In 2009, Jerry Brown — then California’s Attorney General — agreed to implement the Secure Communities. As of 2012, ICE reported it had taken nearly 48,000 “convicted criminal aliens” in California into custody. Almost half of them were deported, even though less than a quarter had been convicted of offenses considered “serious or violent.”

California is the primary destination for foreign nationals entering the country, and home to a quarter of America’s immigrant population. Of the nearly 10 million immigrants (both naturalized and undocumented) residing in the state, an estimated 4.3 million are Mexican, 28% of whom are naturalized, according to the Public Policy Institute of California.

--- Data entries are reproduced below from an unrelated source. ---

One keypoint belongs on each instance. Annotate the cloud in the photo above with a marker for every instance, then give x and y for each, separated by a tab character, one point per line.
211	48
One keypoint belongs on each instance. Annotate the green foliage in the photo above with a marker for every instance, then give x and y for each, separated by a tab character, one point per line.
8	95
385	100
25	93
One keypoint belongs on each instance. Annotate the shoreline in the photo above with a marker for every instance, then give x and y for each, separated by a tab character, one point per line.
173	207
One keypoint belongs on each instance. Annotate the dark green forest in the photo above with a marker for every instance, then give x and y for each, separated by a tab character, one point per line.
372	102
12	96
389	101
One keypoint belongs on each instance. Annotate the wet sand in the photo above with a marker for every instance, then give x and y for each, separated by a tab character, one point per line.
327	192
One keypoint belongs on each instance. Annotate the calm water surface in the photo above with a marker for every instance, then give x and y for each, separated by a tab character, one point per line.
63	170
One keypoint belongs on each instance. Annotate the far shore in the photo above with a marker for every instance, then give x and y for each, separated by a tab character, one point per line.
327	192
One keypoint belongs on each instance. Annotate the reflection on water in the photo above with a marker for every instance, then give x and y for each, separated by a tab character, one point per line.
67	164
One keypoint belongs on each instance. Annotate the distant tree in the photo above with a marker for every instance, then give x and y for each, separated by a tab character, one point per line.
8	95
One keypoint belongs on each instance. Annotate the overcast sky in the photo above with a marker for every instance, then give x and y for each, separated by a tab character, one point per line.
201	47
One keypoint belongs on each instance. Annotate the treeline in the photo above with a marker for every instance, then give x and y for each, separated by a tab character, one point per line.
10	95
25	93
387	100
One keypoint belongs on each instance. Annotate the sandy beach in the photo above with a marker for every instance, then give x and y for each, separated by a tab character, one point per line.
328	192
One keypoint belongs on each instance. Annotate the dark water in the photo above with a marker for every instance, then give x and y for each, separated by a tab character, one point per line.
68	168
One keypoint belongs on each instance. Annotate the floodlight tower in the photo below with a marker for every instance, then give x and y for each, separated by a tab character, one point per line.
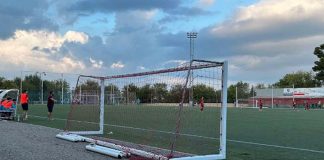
191	36
42	86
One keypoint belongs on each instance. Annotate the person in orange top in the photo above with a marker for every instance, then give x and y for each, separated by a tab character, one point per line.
24	103
7	103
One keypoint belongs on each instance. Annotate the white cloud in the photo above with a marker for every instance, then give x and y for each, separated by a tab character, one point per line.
37	50
96	64
141	67
271	38
205	3
177	62
72	36
118	64
268	14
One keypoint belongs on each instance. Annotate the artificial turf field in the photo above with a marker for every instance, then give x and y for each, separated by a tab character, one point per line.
270	134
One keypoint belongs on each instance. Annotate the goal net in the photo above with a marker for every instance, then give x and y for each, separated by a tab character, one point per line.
173	113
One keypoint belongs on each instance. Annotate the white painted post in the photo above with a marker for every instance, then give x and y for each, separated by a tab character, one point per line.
223	118
62	89
236	101
271	96
102	105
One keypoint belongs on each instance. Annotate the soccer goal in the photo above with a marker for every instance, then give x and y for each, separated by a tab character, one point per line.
174	113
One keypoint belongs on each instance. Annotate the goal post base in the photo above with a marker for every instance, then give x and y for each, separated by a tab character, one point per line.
70	137
106	151
204	157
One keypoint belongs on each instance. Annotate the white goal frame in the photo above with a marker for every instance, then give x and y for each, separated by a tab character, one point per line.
219	154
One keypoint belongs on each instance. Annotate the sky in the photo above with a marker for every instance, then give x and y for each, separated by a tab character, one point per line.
261	39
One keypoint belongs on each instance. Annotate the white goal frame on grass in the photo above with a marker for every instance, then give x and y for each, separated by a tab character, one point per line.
74	135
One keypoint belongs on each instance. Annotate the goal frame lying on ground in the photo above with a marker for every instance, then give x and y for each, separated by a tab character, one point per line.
223	115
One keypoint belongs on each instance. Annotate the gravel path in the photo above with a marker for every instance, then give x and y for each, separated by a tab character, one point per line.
30	142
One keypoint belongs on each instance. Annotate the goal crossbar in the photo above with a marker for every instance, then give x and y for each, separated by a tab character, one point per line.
208	64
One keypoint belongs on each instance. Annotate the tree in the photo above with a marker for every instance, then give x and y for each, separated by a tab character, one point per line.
319	64
160	92
202	90
242	91
175	94
300	79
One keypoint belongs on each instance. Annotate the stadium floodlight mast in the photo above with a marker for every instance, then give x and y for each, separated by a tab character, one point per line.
191	36
42	86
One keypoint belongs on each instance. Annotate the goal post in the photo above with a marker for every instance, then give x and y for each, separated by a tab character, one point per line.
155	118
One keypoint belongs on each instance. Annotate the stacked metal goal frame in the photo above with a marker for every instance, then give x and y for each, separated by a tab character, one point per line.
118	150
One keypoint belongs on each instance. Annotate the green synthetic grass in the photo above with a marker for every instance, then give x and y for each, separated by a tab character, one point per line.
279	127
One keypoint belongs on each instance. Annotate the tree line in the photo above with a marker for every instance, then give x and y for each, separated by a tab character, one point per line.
161	92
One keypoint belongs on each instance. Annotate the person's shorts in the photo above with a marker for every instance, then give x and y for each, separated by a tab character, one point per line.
25	106
50	108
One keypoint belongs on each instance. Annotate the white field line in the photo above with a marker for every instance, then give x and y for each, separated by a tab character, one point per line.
197	136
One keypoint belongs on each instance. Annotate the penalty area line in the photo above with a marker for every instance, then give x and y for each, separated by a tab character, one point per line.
197	136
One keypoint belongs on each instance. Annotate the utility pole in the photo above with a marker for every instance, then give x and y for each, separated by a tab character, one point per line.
236	101
62	89
191	36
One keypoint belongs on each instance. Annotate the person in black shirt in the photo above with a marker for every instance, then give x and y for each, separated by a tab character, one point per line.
50	105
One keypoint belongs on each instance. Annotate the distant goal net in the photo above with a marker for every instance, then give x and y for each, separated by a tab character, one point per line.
171	113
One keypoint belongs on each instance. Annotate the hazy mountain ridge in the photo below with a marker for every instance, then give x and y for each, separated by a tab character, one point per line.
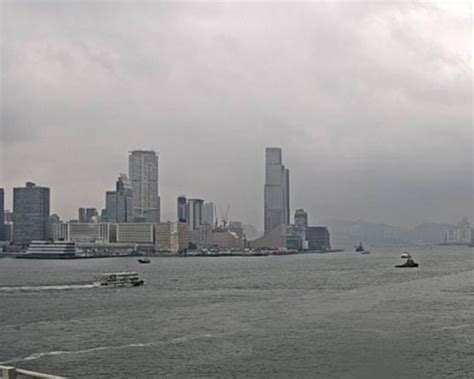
348	233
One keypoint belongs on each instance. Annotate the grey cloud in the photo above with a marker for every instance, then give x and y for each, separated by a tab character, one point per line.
371	103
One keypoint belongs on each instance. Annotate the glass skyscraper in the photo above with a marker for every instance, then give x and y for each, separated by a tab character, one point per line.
30	213
143	173
276	190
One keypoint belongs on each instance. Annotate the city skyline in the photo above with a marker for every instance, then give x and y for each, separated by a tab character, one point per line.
378	130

III. The Friendly-ish Skies

Long airport lines, full body scans, the occasional pat-down (for the lucky ones). It’s all par for the course when you fly these days. But not so long ago, it wasn’t unusual to show up at the airport a half-hour before a domestic flight, keep your shoes tied tight, and skip through the metal detector while sipping a Big Gulp, all without ever having to show an ID.

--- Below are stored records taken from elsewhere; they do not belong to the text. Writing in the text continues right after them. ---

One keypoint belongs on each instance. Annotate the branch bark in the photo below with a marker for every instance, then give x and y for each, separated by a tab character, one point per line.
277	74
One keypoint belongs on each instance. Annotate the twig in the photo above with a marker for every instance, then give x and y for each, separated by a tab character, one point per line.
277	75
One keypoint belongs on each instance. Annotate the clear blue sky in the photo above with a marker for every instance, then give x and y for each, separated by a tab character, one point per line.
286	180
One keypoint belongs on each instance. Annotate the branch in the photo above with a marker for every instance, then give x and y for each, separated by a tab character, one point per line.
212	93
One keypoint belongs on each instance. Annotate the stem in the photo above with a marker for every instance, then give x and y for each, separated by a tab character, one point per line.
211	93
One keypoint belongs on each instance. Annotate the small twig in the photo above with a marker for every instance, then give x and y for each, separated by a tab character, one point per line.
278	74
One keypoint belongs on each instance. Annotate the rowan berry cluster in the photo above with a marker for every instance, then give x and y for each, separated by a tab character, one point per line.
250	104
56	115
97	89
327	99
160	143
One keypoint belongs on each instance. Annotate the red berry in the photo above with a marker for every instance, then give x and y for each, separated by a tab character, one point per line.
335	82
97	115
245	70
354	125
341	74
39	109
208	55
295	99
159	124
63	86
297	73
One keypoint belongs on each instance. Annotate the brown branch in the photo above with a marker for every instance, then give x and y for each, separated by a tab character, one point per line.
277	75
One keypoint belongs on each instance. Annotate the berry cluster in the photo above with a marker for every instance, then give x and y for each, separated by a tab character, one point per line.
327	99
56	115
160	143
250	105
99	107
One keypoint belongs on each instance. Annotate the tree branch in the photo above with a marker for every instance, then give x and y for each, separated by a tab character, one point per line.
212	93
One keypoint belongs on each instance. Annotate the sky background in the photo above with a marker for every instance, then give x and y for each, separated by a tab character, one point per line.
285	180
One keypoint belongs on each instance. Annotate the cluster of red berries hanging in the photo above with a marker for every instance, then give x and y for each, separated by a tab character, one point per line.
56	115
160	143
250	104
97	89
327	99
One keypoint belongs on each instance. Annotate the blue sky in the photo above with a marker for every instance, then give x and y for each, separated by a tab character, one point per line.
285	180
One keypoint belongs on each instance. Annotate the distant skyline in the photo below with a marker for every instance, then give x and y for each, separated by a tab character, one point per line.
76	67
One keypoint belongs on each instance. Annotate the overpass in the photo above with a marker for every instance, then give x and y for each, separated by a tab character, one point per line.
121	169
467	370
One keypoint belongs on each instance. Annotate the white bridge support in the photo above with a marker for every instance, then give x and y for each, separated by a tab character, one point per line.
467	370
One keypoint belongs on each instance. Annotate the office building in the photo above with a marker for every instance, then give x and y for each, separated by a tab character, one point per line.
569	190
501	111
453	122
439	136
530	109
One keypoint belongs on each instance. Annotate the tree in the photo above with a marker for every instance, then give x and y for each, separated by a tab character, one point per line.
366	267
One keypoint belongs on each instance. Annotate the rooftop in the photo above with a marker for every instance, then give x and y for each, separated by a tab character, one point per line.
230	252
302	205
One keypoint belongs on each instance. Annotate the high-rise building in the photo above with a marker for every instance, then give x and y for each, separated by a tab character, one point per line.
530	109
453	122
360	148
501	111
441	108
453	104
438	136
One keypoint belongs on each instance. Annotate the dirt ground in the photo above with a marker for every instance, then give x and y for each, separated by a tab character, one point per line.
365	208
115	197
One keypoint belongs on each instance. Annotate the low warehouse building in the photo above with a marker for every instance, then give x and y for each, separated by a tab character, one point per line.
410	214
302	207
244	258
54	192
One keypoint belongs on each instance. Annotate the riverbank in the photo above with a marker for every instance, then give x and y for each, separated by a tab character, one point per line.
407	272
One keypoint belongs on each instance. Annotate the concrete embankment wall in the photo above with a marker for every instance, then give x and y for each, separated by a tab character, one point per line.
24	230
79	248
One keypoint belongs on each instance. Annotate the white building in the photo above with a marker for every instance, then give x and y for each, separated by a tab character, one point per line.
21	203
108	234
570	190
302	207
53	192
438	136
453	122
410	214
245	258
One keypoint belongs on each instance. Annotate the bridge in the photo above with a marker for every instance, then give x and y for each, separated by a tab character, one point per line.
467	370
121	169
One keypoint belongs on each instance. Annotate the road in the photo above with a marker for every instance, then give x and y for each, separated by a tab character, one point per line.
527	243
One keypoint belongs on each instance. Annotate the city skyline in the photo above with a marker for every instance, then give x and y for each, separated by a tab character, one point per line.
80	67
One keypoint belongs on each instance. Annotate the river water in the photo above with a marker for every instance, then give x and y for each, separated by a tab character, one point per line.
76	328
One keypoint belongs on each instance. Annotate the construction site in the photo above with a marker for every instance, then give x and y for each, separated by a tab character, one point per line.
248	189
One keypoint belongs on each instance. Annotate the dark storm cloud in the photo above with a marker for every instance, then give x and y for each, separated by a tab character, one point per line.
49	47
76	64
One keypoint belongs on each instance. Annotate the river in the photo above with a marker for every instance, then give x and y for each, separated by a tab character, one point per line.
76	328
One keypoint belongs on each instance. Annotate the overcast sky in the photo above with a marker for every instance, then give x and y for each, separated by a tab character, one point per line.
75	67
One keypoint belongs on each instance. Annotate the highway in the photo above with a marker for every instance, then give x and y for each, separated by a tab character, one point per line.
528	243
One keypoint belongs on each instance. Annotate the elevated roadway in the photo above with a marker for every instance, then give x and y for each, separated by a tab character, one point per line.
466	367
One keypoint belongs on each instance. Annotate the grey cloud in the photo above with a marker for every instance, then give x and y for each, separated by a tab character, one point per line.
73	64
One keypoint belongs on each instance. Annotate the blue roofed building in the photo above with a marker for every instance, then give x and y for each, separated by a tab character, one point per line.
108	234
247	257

Before the advent of color-coded security threat warnings, pat downs were rare, liquids were allowed, and the notion of having to go through full-body scanners was the stuff of science fiction. Heck, prior to 9/11, some airport security teams even allowed passengers to take box cutters aboard (the supposed weapon used by the 9/11 hijackers). Any knife with a blade up to four inches long was permitted. And cigarette lighters? No problem!

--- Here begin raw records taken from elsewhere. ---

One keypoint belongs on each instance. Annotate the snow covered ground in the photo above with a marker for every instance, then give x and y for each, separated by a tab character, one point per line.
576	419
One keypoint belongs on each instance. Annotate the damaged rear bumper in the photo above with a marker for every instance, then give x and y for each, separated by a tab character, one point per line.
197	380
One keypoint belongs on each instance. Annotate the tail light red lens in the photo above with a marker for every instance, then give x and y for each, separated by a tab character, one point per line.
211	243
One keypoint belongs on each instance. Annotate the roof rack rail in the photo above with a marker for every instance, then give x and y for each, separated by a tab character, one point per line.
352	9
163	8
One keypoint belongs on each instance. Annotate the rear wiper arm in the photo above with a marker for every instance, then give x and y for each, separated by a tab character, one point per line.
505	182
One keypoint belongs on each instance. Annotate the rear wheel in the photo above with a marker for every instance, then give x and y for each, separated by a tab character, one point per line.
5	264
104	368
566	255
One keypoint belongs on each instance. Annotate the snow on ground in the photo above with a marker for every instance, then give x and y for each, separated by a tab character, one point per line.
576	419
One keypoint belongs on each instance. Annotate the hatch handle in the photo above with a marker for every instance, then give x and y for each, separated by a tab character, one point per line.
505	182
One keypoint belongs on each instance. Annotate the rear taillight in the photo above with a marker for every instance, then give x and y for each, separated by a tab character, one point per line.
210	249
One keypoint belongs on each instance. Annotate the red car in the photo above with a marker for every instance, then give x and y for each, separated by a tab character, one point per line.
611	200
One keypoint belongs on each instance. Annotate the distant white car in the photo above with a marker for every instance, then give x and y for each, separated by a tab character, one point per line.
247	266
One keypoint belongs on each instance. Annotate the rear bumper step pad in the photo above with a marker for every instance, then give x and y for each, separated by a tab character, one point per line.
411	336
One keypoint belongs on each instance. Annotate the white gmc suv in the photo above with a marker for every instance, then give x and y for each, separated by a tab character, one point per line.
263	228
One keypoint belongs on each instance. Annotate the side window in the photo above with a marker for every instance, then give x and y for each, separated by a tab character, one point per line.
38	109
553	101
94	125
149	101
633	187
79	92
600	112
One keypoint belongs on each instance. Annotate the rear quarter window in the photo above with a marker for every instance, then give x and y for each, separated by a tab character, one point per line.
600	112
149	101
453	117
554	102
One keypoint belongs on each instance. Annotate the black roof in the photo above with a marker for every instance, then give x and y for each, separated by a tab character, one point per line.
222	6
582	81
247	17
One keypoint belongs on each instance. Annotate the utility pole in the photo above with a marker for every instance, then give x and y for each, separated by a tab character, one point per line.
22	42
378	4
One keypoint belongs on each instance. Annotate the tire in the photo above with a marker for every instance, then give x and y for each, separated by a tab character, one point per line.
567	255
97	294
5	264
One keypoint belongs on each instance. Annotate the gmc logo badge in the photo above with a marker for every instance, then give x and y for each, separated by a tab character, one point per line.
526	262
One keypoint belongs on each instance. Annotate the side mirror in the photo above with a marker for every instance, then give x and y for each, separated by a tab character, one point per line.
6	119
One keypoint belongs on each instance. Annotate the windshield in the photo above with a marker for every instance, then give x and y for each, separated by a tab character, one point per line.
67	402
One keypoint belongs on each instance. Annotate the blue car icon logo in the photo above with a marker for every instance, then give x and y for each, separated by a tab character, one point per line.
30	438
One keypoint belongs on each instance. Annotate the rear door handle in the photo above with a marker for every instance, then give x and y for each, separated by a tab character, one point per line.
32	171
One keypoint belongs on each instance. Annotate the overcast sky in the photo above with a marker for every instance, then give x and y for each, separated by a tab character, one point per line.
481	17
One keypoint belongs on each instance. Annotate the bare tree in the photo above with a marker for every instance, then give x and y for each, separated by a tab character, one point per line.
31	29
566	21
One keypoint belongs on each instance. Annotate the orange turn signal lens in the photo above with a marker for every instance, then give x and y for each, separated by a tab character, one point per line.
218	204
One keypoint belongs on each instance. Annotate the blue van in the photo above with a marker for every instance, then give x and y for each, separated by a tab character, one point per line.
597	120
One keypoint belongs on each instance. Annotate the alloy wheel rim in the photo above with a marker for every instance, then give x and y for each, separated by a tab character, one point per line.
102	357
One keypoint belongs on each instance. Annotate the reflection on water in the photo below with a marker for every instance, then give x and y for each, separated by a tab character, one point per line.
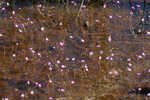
47	53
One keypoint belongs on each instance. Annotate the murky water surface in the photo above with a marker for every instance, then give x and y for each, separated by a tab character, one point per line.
51	54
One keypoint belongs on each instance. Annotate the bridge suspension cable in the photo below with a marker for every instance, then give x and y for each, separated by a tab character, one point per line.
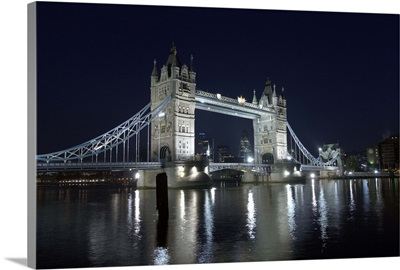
309	157
109	140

In the wake of the terrorist attacks, airport security underwent a series of major overhauls. And a service that was once largely provided by private companies is now primarily overseen by the massive Transportation Security Administration.

Created in the wake of the 9/11 attacks, the TSA is tasked with instituting new security procedures and managing screenings at every commercial airport checkpoint in the country (although, private contractors still operate at some airports). It marks the single largest federal start-up since the days of World War II. The agency is authorized to refer to watch lists of individuals who could pose flight safety risks.

Although advocates argue that the changes have made air travel safer, the additional security steps have also tacked on a significant amount of travel time for the average passenger, while sometimes infringing on privacy rights and, in many instances, increasing scrutiny of minority travelers, particularly those of Middle Eastern descent.

IV. Big surveillance

The U.S. intelligence state boomed in the wake of 9/11. The growth resulted in a marked increase in government oversight, primarily through a vast, clandestine network of phone and web surveillance.

Classified documents that were leaked in 2013 by former government contractor Edward Snowden detail the expansion of a colossal surveillance state that’s seeped into the lives of millions of ordinary Americans. The exponential growth of this apparatus — armed with a $52.6 billion budget in 2013 — was brought to light when the Washington Post obtained a “black budget” report from Snowden, detailing the bureaucratic and operational landscape of the 16 spy agencies and more than 107,000 employees that now make up the U.S. intelligence community.

Further audits reveal that the National Security Agency alone has annually scooped up as many as 56,000 emails and other communications by Americans with no connection to terrorism, and in doing so, had violated privacy laws thousands of times per year.